Post-hoc power analysis showed greater than 95% power for all variables measured except buccal cortical plate thickness. Systematic intraexaminer reliability ranged between −0.130 and 0.125 mm; only the right-side difference for buccal bone thickness was statistically significant ( Table I ). Method error ranged between 0.11 and 0.37 mm.

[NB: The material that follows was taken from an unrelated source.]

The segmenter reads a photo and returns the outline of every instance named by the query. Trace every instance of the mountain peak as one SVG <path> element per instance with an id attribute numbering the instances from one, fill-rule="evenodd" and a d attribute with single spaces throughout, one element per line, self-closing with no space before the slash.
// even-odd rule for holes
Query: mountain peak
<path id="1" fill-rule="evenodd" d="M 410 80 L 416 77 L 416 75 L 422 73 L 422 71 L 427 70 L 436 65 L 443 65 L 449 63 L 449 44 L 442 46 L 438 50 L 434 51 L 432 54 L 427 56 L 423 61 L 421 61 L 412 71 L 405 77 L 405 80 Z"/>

|Systematic error||Random error|
|Mean (mm)||SEM||Method error (mm)|
There were statistically significant differences between the right and left sides for buccal cortical plate thickness at T1 and for lingual bone thickness at T2. Age was not correlated with any measurements except alveolar width at T1 (r = .364 and .282 for the right and left sides, respectively). There were no statistically significant differences in age between the sexes at T1 or T2. The only statistically significant sex differences were the right and left alveolar widths at T1; the boys were 0.7 and 0.6 mm wider, respectively.
With the exception of buccal cortical plate thickness on the right side, all changes that occurred over time (ΔT1→T2) were statistically significant ( P <0.05). Before treatment, buccal bone thickness values were 2.2 and 2.1 mm on the right and left sides, respectively; buccal bone thickness decreased 1.6 mm ( Table II , Fig 3 ) between T1 and T2. At T2, approximately one third of the subjects showed little or no buccal bone on 1 side (n = 17) or both sides (n = 7) ( Fig 4 ); 2 patients had little or no buccal bone on 1 side at T1. Lingual bone thickness, which was 1.4 and 1.5 mm on the right and left sides, respectively, at T1, more than doubled in thickness (right, +1.5 mm; left, +1.7 mm). Alveolar width, which was 15.2 mm at T1, increased 0.5 mm. Buccal cortical plate thickness was 1.1 and 1.2 mm on the right and left sides, respectively, at T2, and decreased by 0.1 mm. Palatal width increased from 25.9 mm at T1 to 29.8 mm at T2. IMW increased by 6.5 mm.